As a trans woman, I have the right to criticize how she goes about those things when she's held up in the public eye as the left-wing token tranny because breeders have no concept of LGBT folk as discrete individuals who just like, exist for themselves and not for a movement. Where I draw the line is with those same breeders bringing her mistakes up for woke points when they have no fucking idea what any of our experiences are like, yours or mine or hers.

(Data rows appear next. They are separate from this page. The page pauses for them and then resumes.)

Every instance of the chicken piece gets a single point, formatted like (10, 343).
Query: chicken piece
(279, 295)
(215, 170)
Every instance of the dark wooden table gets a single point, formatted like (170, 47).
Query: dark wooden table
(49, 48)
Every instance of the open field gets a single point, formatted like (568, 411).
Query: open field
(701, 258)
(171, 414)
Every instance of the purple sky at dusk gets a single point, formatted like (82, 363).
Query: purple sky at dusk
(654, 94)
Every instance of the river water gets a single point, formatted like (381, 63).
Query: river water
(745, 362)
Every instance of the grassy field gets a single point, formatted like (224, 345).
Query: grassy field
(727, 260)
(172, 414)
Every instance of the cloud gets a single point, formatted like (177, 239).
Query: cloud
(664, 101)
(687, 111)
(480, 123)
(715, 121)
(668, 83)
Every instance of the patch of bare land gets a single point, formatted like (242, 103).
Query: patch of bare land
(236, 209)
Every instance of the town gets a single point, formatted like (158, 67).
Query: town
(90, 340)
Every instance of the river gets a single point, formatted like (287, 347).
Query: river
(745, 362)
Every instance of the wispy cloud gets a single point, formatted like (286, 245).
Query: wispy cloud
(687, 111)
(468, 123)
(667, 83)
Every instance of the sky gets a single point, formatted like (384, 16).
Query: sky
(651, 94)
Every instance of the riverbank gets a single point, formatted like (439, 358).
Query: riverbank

I don't think you agree with her, I'm trying to articulate my own reasons for my discomfort and aggravation towards her and towards a lot of trans people in media in general. I didn't ask her to represent me any more than I asked for White or Chu or Jenner. But the things she says and does will impact me anyway, because cis people will take their cues on how to act around me from her. I can be pissed at her failings in that regard and still respect her autonomy and right to feel and relate to herself the way that she does.

2

ConquestOfToast wrote

That was my misunderstanding you're totally right. My bad I read into what you said too much and you're right.

1

kore wrote

Yeah she needs to go way further into this. Her videos are sort of tanking in quality, feels like she just wants to make relatable content. If you pass 100% your "transness" or "queerness" disappears from your perceived identity. why would you even want this? Being queer is about forcing people to confront gender. If you're trying to go stealth you're assimilating. Queerness demands the opposite.

3

GaldraChevaliere wrote

Being open isn't something trans folk can always do though, not safely. Trans women shouldn't be punished for stealth, because it's so often necessary to our survival. I'm open because I can get away with it, I'm already the slutty vagrant trap anarchist your father warned you about. My girlfriend's stealth because she could lose her job and her family's support is tenuous and conditional at best. I'm really against Contra's assimilationist politics because they're privileged, badly thought out and hurt us all in the long term, but I think it was ConquestOfToast who brought up that it's not fair to police trans women both for hyperfemininity and for not being 'radical kweer' enough, something almost always done by cis and transmasc people who don't face the same risks if they're clocked.

2

kore wrote

ok, thanks for reining me in. i totally agree with you but there is a huuuuuge gap between "hyperfeminine stealth" and "slutty vagrant trap anarchist." I dress very plainly. Perhaps "tomboy" is a good descriptor. Outwardly, I just look like some grimy dude with particularly fair features. I don't feel that my queerness manifests itself in my appearance.

1

GaldraChevaliere wrote

There's definitely that gap and a lot of room within it, and I think placing yourself anywhere in that gap that's comfortable for you is completely valid. When I described myself like that, I was mostly describing my demeanor. I'm aggressive about my beliefs, sexually open and next friday's gonna be the first time in my life I'm actually looking at any kind of real permanence. My girlfriend can't always safely express herself like that though. She has to stay closer to the hyperfeminine side of that because she stands to lose more than I do if she's clocked by the wrong people. What I'm trying to say is like, presentation-wise there's no 'wrong' way to do gender. Only that for some people their options are more limited.